YouTube's Porn & Conspiracy Problems: Fix Your Recommendation Engine

YouTube was under fire again in early March, when a video blogger named Matt Watson detailed how pedophiles can enter a “wormhole” of YouTube videos to see “footage of children in sexually suggestive positions” according to They can then jump from video to video, helped by YouTube’s recommendation engine, and fill them with lewd comments. Oh yeah, there's an old NetLingo word for that: flame bait.

In response, brands such as Disney, AT&T, and Epic Games pulled their ads from YouTube, and the company responded by banning more than 400 accounts. Unfortunately, it’s not the first time that Google-owned YouTube has had this kind of child-safety flare-up. In 2017 alone, disturbing knockoffs appeared on the YouTube Kids platform that depicted Disney and Marvel characters in troubling ways; then sexually explicit comments appeared under videos of kids’ gymnastics. “In response to those scandals, CEO Susan Wojcicki overhauled YouTube’s safety guidelines.” Yet two years later, the same problems keep cropping up.

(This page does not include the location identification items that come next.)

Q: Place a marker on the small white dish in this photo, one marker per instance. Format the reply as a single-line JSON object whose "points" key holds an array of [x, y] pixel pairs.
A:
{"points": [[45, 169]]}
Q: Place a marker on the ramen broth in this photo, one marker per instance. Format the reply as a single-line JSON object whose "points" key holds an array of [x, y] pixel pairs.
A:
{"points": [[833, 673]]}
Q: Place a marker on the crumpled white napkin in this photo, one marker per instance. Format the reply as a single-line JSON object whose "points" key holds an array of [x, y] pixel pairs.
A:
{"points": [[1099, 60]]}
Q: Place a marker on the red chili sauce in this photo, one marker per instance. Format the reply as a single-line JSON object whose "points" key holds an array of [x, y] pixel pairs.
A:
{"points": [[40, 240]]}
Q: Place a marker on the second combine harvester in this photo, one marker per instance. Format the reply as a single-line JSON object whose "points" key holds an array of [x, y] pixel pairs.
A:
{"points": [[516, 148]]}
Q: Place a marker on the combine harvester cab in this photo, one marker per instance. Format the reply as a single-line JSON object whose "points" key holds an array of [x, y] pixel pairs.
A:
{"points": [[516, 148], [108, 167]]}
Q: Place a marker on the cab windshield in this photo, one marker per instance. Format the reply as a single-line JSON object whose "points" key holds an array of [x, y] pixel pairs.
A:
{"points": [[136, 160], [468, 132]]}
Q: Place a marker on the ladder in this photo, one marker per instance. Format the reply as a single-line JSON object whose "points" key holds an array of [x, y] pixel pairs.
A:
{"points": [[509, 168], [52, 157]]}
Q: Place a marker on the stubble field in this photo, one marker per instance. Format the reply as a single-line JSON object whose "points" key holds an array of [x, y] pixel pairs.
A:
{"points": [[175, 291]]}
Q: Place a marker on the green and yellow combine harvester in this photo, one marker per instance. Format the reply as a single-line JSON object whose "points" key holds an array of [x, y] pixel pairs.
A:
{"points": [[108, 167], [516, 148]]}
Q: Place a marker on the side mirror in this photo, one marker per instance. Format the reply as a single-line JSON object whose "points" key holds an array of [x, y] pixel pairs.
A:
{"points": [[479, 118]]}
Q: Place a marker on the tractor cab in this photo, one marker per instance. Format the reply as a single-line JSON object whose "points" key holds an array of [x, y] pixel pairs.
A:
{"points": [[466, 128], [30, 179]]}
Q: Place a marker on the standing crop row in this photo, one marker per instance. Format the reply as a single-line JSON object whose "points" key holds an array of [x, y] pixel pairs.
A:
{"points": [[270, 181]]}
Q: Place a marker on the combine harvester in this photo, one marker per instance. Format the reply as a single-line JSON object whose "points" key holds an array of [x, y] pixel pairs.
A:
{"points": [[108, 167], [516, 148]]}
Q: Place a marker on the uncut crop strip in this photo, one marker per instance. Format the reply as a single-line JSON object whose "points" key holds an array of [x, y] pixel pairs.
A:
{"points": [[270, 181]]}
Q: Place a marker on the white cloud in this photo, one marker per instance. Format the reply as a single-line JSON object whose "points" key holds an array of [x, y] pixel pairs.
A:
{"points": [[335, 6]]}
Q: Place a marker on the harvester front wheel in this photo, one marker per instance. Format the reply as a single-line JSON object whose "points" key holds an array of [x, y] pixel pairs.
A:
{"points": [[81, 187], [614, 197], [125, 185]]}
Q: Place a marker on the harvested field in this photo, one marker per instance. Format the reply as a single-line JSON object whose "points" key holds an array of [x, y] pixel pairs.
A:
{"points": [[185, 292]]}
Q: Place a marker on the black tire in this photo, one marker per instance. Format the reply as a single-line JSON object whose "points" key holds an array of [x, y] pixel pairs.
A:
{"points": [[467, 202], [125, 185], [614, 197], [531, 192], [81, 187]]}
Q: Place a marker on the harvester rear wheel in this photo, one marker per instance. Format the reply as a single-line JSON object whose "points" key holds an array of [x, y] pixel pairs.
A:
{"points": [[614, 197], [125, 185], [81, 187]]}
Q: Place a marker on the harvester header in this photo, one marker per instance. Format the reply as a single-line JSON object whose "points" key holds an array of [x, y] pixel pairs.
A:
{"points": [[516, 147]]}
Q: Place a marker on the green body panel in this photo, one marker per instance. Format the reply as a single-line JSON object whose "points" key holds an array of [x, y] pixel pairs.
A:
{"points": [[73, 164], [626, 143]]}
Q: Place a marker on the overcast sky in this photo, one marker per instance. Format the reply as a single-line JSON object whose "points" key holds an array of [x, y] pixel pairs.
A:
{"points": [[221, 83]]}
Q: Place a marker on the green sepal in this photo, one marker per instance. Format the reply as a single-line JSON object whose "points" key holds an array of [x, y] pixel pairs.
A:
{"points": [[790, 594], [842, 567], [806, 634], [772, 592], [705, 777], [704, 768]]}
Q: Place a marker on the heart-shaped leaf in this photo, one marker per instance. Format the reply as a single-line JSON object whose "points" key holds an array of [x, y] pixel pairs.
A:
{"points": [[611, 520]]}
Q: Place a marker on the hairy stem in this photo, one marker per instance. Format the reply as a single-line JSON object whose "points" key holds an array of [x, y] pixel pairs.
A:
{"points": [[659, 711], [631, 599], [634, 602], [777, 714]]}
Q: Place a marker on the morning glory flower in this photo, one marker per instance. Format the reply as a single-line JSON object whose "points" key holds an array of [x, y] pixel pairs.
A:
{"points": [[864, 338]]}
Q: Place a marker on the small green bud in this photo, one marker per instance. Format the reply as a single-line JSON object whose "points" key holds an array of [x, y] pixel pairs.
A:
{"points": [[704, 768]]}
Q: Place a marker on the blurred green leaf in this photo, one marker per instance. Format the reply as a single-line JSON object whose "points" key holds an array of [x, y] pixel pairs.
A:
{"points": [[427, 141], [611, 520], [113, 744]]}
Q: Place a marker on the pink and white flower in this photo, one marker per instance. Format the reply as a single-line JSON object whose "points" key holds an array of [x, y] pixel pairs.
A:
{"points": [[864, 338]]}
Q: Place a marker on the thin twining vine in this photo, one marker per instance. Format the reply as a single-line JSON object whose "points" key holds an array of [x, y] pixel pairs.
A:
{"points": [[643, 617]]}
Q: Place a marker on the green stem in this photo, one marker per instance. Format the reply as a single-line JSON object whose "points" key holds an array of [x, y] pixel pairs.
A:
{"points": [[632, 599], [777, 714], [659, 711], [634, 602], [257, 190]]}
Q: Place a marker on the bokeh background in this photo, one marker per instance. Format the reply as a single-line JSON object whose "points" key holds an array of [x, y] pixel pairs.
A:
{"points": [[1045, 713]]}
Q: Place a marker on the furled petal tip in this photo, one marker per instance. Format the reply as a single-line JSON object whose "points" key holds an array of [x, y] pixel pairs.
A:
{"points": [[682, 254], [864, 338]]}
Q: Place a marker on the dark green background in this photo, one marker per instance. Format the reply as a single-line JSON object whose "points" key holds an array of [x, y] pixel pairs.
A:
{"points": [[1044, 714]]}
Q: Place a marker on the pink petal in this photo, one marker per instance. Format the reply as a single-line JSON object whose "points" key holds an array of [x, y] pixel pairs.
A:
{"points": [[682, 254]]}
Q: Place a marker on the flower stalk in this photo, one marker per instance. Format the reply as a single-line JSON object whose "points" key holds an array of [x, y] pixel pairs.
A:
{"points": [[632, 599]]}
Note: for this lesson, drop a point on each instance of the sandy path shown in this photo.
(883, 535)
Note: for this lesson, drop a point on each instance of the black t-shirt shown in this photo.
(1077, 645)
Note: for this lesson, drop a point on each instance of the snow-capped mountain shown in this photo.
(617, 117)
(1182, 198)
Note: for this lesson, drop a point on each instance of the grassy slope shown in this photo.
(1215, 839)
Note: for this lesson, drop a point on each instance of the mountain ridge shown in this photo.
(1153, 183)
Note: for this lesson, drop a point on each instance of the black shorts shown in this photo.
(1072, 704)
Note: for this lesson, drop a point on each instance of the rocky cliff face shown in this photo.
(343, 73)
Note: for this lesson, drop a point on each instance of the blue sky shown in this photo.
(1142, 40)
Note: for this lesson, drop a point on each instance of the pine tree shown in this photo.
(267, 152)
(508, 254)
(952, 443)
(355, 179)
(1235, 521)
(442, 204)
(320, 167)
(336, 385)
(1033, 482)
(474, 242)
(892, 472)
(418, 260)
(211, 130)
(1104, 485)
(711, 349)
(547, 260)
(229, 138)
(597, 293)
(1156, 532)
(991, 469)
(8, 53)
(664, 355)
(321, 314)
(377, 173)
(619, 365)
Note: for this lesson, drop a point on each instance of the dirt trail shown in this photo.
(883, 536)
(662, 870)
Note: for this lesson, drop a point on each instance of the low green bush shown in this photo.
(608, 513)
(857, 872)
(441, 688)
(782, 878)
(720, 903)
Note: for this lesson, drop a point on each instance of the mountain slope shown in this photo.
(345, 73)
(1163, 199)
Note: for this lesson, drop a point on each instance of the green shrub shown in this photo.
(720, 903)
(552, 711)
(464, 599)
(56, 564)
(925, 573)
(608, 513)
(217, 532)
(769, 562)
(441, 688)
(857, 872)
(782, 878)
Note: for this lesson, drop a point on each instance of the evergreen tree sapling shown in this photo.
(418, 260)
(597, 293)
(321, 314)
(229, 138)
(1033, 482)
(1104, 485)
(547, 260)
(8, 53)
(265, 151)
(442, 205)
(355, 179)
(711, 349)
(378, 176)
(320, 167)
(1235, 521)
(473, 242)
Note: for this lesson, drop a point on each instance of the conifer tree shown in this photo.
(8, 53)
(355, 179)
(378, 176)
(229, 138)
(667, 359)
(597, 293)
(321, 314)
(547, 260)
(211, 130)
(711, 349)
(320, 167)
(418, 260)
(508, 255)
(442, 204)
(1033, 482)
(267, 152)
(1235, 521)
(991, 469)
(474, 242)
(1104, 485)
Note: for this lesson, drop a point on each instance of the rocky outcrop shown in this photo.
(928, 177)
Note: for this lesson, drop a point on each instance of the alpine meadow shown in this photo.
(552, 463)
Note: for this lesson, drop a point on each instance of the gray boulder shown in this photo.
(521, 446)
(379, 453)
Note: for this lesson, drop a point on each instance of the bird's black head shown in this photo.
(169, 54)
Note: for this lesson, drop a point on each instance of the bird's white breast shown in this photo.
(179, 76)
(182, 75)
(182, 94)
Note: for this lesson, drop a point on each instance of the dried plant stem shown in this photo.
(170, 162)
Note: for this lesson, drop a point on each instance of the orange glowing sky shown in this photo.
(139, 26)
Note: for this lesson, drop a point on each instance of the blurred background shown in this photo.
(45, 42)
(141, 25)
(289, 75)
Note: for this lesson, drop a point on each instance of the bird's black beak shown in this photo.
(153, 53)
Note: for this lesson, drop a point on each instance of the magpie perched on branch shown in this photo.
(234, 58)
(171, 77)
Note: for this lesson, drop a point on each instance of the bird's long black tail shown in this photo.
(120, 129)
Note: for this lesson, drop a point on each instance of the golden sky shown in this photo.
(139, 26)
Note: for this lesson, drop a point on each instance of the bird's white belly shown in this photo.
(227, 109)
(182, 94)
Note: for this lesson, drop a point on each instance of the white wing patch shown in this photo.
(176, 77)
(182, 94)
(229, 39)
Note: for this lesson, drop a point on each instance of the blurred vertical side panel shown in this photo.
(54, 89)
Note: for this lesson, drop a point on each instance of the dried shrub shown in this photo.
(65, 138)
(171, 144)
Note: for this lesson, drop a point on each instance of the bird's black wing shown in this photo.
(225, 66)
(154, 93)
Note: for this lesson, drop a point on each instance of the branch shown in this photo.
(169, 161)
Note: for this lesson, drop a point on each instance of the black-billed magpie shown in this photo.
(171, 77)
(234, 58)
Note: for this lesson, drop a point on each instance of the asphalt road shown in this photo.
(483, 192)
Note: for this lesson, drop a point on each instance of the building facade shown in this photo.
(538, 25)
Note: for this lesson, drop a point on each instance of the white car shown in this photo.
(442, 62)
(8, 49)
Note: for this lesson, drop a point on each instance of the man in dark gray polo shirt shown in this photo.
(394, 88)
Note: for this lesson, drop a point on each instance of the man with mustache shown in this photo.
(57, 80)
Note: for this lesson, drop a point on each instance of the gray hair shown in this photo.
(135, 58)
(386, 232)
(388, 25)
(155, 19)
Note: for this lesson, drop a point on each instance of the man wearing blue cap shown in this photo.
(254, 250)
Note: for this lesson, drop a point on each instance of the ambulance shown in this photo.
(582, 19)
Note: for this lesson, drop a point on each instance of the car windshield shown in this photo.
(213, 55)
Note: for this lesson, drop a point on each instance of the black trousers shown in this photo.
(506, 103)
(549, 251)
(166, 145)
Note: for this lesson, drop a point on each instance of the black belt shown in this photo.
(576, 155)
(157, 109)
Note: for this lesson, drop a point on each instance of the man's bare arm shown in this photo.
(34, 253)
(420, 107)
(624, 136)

It’s not just the comments that are problematic for YouTube, said The New York Times. The platform has been reckoning with the vast troves of disinformation and extreme content it harbors, such as conspiracy videos and hoaxes that are popular with millions of viewers. Here, again, the recommendation engine is part of the problem: It sends viewers of misinformation to similar videos with more misinformation.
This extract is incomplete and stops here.